Simple-looking bound on root of unity

Question

I am trying to prove some bound and stuck with the following:

If $|n|\leq 3N/4$, then $\left|e^{2\pi in/N}-1\right|\geq\dfrac{n}{N}$

($n,N$ are integers)

How can I prove it?

Answer 1

$\sqrt{2-2\cos \frac{2\pi n}{N}}\geq\frac{n}{N}$

Let $\alpha=n/N$. We want to prove $\sqrt{2(1-\cos (2\pi \alpha))}\geq\alpha$ for $-\frac{3}{4}\leq\alpha\leq\frac{3}{4}$ This is plainly true for $\alpha<0$, so we will only conider positive $\alpha$.

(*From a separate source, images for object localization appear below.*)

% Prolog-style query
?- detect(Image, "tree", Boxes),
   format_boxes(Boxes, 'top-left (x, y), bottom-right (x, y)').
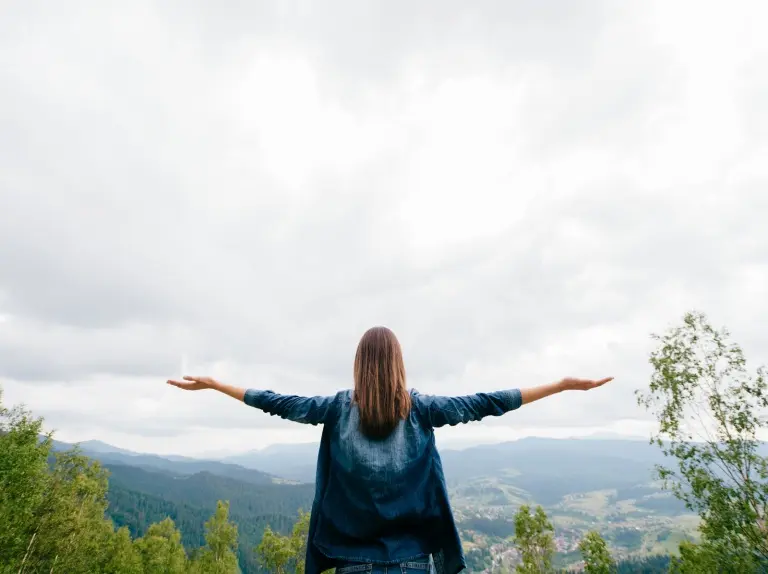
top-left (513, 505), bottom-right (555, 574)
top-left (0, 391), bottom-right (52, 573)
top-left (103, 527), bottom-right (143, 574)
top-left (578, 531), bottom-right (615, 574)
top-left (637, 311), bottom-right (768, 572)
top-left (135, 517), bottom-right (189, 574)
top-left (257, 510), bottom-right (310, 574)
top-left (191, 500), bottom-right (239, 574)
top-left (0, 391), bottom-right (115, 574)
top-left (30, 449), bottom-right (115, 573)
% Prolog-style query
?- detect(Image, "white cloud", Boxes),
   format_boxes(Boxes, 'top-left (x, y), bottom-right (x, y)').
top-left (1, 0), bottom-right (766, 456)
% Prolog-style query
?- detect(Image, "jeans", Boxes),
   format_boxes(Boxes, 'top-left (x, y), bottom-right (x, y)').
top-left (336, 556), bottom-right (433, 574)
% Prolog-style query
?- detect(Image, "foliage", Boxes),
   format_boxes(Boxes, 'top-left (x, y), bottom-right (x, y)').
top-left (103, 527), bottom-right (143, 574)
top-left (636, 311), bottom-right (768, 572)
top-left (0, 393), bottom-right (52, 571)
top-left (257, 510), bottom-right (310, 574)
top-left (464, 546), bottom-right (493, 573)
top-left (134, 517), bottom-right (189, 573)
top-left (0, 395), bottom-right (116, 574)
top-left (36, 449), bottom-right (116, 573)
top-left (578, 531), bottom-right (615, 574)
top-left (513, 504), bottom-right (555, 574)
top-left (191, 500), bottom-right (240, 574)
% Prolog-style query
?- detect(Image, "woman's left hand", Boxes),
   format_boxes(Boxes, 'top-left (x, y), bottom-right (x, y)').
top-left (559, 377), bottom-right (614, 391)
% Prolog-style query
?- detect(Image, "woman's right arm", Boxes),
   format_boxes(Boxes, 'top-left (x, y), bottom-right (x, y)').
top-left (417, 377), bottom-right (613, 428)
top-left (167, 376), bottom-right (336, 425)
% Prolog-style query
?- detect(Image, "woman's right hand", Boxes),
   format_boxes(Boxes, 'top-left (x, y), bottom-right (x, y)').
top-left (167, 375), bottom-right (219, 391)
top-left (559, 377), bottom-right (614, 391)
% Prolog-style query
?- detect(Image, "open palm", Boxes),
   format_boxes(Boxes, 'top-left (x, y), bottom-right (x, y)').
top-left (561, 377), bottom-right (613, 391)
top-left (167, 375), bottom-right (217, 391)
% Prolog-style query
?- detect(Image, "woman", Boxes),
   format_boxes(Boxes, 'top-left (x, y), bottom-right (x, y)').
top-left (168, 326), bottom-right (612, 574)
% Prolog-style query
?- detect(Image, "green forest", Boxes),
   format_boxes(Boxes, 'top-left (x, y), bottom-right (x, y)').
top-left (2, 312), bottom-right (767, 573)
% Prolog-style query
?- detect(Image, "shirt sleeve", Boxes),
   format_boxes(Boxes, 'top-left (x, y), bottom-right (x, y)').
top-left (243, 390), bottom-right (336, 425)
top-left (414, 389), bottom-right (523, 429)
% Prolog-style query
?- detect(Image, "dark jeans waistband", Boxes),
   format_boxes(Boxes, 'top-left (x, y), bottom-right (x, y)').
top-left (336, 556), bottom-right (432, 574)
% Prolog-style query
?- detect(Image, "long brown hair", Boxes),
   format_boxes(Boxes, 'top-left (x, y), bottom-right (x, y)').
top-left (353, 326), bottom-right (411, 439)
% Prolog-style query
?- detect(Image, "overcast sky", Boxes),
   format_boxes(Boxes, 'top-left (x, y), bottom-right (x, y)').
top-left (1, 1), bottom-right (766, 456)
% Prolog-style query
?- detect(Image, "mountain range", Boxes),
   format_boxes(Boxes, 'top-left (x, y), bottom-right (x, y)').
top-left (52, 436), bottom-right (677, 505)
top-left (53, 435), bottom-right (670, 490)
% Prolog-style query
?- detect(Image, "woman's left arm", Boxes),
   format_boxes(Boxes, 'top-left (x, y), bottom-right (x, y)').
top-left (167, 376), bottom-right (335, 425)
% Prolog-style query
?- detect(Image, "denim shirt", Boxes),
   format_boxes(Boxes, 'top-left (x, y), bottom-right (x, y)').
top-left (244, 388), bottom-right (523, 574)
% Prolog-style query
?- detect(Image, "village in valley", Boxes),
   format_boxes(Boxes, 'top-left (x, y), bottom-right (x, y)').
top-left (451, 483), bottom-right (698, 572)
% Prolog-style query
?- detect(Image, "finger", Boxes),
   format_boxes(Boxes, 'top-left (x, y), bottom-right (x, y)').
top-left (167, 380), bottom-right (192, 388)
top-left (183, 375), bottom-right (198, 382)
top-left (592, 377), bottom-right (613, 388)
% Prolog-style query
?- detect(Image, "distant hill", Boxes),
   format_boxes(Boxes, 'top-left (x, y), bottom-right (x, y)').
top-left (105, 463), bottom-right (312, 511)
top-left (222, 442), bottom-right (320, 483)
top-left (78, 439), bottom-right (138, 455)
top-left (440, 437), bottom-right (668, 504)
top-left (50, 438), bottom-right (281, 486)
top-left (223, 437), bottom-right (670, 500)
top-left (78, 439), bottom-right (194, 461)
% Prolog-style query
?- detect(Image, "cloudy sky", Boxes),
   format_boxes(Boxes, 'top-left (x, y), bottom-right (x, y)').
top-left (1, 1), bottom-right (766, 456)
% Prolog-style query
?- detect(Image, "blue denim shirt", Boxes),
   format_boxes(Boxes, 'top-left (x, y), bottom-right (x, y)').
top-left (244, 388), bottom-right (523, 574)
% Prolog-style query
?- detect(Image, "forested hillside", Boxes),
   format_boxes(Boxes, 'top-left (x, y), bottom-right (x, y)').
top-left (105, 465), bottom-right (313, 572)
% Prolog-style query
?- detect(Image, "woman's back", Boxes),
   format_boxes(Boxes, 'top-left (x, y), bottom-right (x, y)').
top-left (316, 389), bottom-right (441, 562)
top-left (277, 384), bottom-right (525, 574)
top-left (167, 325), bottom-right (613, 574)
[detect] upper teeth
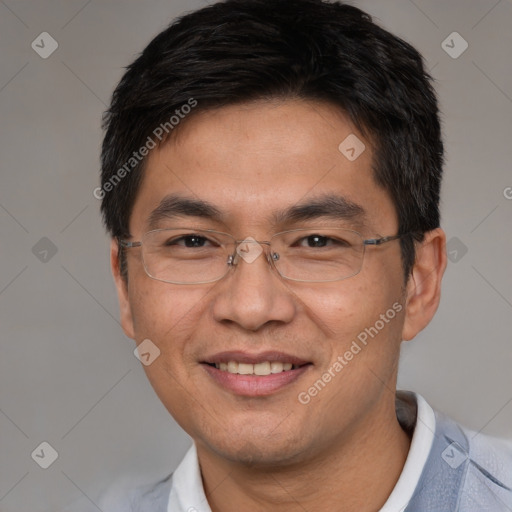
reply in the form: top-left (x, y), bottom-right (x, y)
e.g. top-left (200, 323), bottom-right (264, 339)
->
top-left (215, 361), bottom-right (296, 375)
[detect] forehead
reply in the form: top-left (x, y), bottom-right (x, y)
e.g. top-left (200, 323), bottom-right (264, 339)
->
top-left (129, 100), bottom-right (397, 235)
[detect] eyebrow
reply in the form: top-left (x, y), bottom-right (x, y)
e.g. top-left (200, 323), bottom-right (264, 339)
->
top-left (147, 195), bottom-right (223, 230)
top-left (273, 194), bottom-right (366, 226)
top-left (146, 193), bottom-right (366, 231)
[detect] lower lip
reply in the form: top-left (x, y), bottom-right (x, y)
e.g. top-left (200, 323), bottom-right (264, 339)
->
top-left (202, 364), bottom-right (312, 397)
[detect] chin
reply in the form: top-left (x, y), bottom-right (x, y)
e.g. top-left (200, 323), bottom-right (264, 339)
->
top-left (203, 426), bottom-right (312, 468)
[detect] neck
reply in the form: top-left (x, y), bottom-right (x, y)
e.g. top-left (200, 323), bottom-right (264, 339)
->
top-left (197, 393), bottom-right (412, 512)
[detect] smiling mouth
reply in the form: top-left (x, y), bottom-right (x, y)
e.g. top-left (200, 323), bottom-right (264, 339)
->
top-left (201, 354), bottom-right (313, 396)
top-left (204, 361), bottom-right (310, 376)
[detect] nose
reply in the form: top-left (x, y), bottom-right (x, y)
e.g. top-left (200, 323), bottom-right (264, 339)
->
top-left (211, 240), bottom-right (296, 331)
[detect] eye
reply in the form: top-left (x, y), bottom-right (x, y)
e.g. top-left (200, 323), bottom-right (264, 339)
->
top-left (166, 234), bottom-right (214, 248)
top-left (296, 234), bottom-right (349, 248)
top-left (300, 235), bottom-right (327, 247)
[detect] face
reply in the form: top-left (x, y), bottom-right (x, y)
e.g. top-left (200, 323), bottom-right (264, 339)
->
top-left (113, 100), bottom-right (422, 467)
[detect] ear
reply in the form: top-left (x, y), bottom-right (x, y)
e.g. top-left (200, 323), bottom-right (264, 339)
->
top-left (402, 228), bottom-right (447, 341)
top-left (110, 239), bottom-right (136, 340)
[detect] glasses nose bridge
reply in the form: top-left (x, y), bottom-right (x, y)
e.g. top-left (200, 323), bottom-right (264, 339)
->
top-left (228, 238), bottom-right (277, 270)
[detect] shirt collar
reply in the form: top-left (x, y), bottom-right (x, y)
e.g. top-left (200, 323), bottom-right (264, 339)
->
top-left (379, 391), bottom-right (436, 511)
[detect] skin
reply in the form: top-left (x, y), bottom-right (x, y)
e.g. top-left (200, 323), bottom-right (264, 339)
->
top-left (111, 99), bottom-right (447, 512)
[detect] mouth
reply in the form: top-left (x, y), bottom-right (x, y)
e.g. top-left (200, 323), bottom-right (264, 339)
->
top-left (204, 361), bottom-right (305, 375)
top-left (201, 351), bottom-right (313, 396)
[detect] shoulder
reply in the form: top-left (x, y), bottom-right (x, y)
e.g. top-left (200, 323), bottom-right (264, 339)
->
top-left (465, 424), bottom-right (512, 475)
top-left (434, 411), bottom-right (512, 511)
top-left (97, 473), bottom-right (173, 512)
top-left (460, 421), bottom-right (512, 507)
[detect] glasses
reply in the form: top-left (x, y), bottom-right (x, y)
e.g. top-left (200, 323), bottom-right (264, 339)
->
top-left (119, 227), bottom-right (404, 284)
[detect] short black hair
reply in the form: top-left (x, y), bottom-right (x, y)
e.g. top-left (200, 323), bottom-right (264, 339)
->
top-left (100, 0), bottom-right (443, 280)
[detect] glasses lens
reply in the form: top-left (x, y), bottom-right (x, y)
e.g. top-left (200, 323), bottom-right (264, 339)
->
top-left (271, 228), bottom-right (364, 282)
top-left (141, 229), bottom-right (234, 284)
top-left (138, 227), bottom-right (365, 284)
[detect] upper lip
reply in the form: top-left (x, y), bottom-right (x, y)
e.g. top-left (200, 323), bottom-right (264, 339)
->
top-left (202, 351), bottom-right (311, 366)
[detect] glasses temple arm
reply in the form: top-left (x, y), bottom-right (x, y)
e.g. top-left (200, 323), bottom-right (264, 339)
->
top-left (364, 234), bottom-right (403, 246)
top-left (118, 239), bottom-right (142, 248)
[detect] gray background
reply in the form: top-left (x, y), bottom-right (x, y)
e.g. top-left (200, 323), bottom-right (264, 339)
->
top-left (0, 0), bottom-right (511, 510)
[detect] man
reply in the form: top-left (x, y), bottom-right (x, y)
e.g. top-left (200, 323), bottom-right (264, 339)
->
top-left (98, 0), bottom-right (512, 510)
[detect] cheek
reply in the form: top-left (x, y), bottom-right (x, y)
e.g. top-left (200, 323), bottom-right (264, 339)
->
top-left (128, 279), bottom-right (210, 353)
top-left (294, 280), bottom-right (375, 334)
top-left (128, 282), bottom-right (212, 424)
top-left (294, 274), bottom-right (404, 355)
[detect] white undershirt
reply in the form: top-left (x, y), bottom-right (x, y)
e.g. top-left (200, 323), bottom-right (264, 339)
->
top-left (378, 393), bottom-right (435, 511)
top-left (167, 392), bottom-right (436, 512)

Note $\sqrt{2(1-\cos (2\pi\alpha))}\geq\alpha\iff 1\geq \frac{1}{2}\alpha^2+\cos(2\pi\alpha)$. Let's consider the derivative of $f(\alpha)=\frac{1}{2}\alpha^2+\cos(2\pi\alpha)$: $$ f'(\alpha)=\alpha-2\pi\sin(2\pi\alpha) $$

There is only one root in $0<\alpha<3/4$, and we may note $f''(\alpha)=1-4\pi^2\cos(2\pi\alpha)$, so it is reasonable to deduce that there will be a local minimum for $f(\alpha)$ in the desired range. This means we only need to check $f(0)$ and $f(3/4)$.

$$1\ge \frac{1}{2}\cdot0^2+\cos(2\pi\cdot 0)=0+1=1$$ $$ 1\ge \frac{1}{2}\left(\frac{3}{4}\right)^2+\cos\left(2\pi\frac{3}{4}\right)=\frac{9}{32}-0=\frac{9}{32} $$

So the inequality is satisfied for $|\alpha|\le \frac{3}{4}$